Selain itu bobroknya demokrasi di Papua terjadi karena minimnya pengetahuan dari penyelenggara, hal ini dikatakan karena melihat proses pilkada di Kabupaten Jayapura, dimana masih terdapat adanya pemilu sistem noken. Padahal jelas-jelas bahwa yang menyelenggarakan sistem noken hanya wilayah DOB itupun ada sebagian DOB menyelenggarakan Pemilu langsung.
“Dari sini kita lihat bahwa penyelenggara di Papua ini belum bekerja secara maksimal, bagaimana mungkin Kabupaten Jayapura yang aksesnya dekat dengan provinsi masih lakukan sistem noken berarti sosialisasi KPU sangat minim,” tuturnya. Sehingga Methodeus berharap adanya evaluasi secara total terhadap internal penyelenggara pemilu di Papua, sehingga adanya perubahan untuk Pemilu yang akan datang.
Termasuk juga dalam hal mendata pemilih, sebagian di Papua masih adanya pemilih yang tidak terdata, kalaupun terdata tidak sesuai dengan alamat tinggal.
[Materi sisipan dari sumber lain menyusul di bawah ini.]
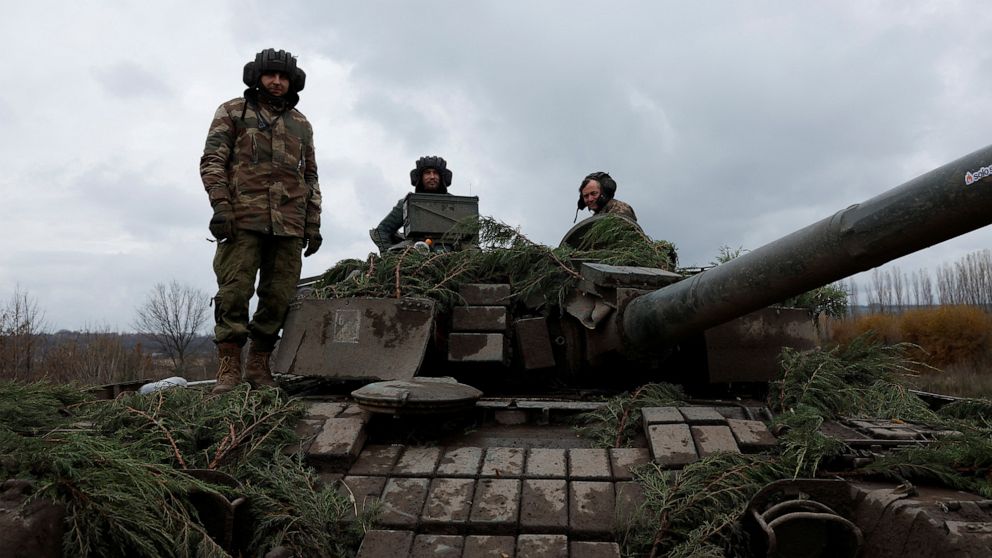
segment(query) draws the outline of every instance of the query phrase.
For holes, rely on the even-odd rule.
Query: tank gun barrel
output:
[[[632,300],[626,342],[649,350],[992,223],[992,146],[729,262]]]

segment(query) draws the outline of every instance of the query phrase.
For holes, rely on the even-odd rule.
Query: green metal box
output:
[[[403,233],[407,239],[437,239],[459,222],[478,216],[478,196],[407,194],[403,204]]]

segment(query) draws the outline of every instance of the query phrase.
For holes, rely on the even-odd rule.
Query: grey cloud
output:
[[[147,253],[48,251],[14,254],[23,288],[38,299],[54,329],[131,329],[134,310],[157,282],[178,279],[208,294],[215,289],[210,247],[156,244]],[[191,265],[191,262],[196,262]],[[65,281],[71,277],[71,281]],[[80,308],[87,312],[80,313]]]
[[[210,207],[197,186],[155,176],[141,165],[103,163],[77,176],[56,209],[82,227],[89,220],[112,223],[143,242],[192,234],[186,231],[206,234]]]
[[[361,210],[383,216],[392,209],[396,203],[395,184],[405,179],[403,175],[392,177],[384,176],[382,169],[372,163],[361,163],[341,158],[328,159],[327,164],[323,164],[321,170],[321,188],[323,195],[324,217],[321,219],[322,234],[327,237],[346,238],[348,236],[367,236],[366,231],[378,224],[378,217],[374,223],[369,223],[365,230],[353,231],[343,227],[335,214],[344,210],[338,199],[337,188],[341,178],[347,178],[355,184],[356,193],[359,197]]]
[[[272,10],[249,1],[215,14],[222,19],[210,48],[195,48],[212,68],[211,60],[247,61],[259,48],[287,48],[314,83],[321,76],[307,56],[347,67],[355,105],[335,114],[349,129],[384,131],[383,151],[399,146],[411,163],[444,149],[459,193],[471,184],[484,213],[519,221],[510,224],[540,242],[556,243],[571,225],[581,177],[608,170],[618,197],[635,207],[649,234],[674,241],[686,264],[712,260],[721,244],[756,248],[987,142],[982,115],[992,107],[983,100],[992,55],[974,32],[989,19],[977,4],[699,4],[291,0]],[[148,29],[160,40],[174,32]],[[182,94],[170,87],[190,72],[185,58],[156,65],[145,62],[154,55],[141,46],[127,54],[135,61],[111,57],[92,70],[103,98],[80,105],[103,116],[124,100],[147,115],[141,124],[148,128],[135,133],[133,118],[108,119],[106,134],[149,137],[161,118],[187,118],[190,98],[206,96],[195,87],[203,74]],[[240,67],[231,67],[236,72],[224,82],[231,87],[209,95],[204,116],[191,124],[190,144],[202,145],[207,112],[240,89]],[[418,104],[425,93],[437,97],[434,106]],[[20,107],[3,99],[7,124]],[[326,118],[319,104],[306,102],[312,122]],[[465,103],[471,112],[459,114]],[[437,105],[447,111],[441,122],[431,112]],[[345,230],[334,213],[377,220],[407,170],[385,168],[374,148],[345,160],[317,141],[325,238],[335,242],[307,260],[311,267],[315,259],[364,256],[335,250],[365,246],[375,223]],[[32,169],[24,187],[59,184],[74,165],[87,164],[78,159],[70,153],[26,163]],[[209,283],[209,246],[187,246],[203,236],[209,218],[199,184],[180,184],[194,157],[161,163],[158,175],[143,161],[94,167],[78,177],[65,207],[47,210],[82,227],[92,219],[116,223],[155,246],[157,259],[143,262],[154,273]],[[169,165],[175,174],[162,170]],[[339,184],[356,185],[357,207],[341,206]],[[170,250],[192,251],[199,263],[192,269],[187,257],[183,269],[174,262],[184,258]],[[109,259],[98,265],[132,268]],[[66,269],[39,273],[77,268]]]
[[[121,99],[163,99],[173,95],[160,74],[136,62],[123,60],[94,68],[93,76],[107,94]]]
[[[364,118],[383,123],[391,137],[402,140],[412,150],[443,133],[427,115],[389,96],[384,90],[363,95],[356,103],[355,111]]]
[[[13,109],[10,108],[10,106],[7,103],[4,102],[3,99],[0,99],[0,123],[2,123],[4,126],[10,126],[10,127],[13,127],[15,125],[14,111]]]

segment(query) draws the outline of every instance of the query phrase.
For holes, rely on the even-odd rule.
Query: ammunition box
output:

Ini juga menjadi catatan internal KPU. KPU pusat wajib memberikan bimtek ataupun evaluasi terhadap jajarannya ditingkat bawah.
“Jangan sampai setiap pesta demokrasi kita hanya mempertontonkan masalah yang sama, jadi saya harap harus di evaluasi,” saran Methodeus.Kemudian ia menyarankan pemerintah pusat dalam hal ini Presiden Prabowo Subianto dimasa kepemimpinannya sekarang betul-betul memperhatikan masalah pelaksanaan Pilkada. Sebab yang terjadi saat ini hampir sebagian besar penyelenggara tidak bekerja secara independen.
Ketidakindependensi penyelenggara karena pengaruh kepentingan politik. Sehingga penyelenggara disetiap daerah bahkan pusat lahir atas kepentingan politik. “Sekarang ini penyelenggara KPU tidak ada yang betul-betul masuk karena hasil seleksi yang normal, tapi mereka semua ada dibangku KPU karena titipan politik, sehingga tidak jarang hasil demokrasi kita tidak bersih,” tandasnya.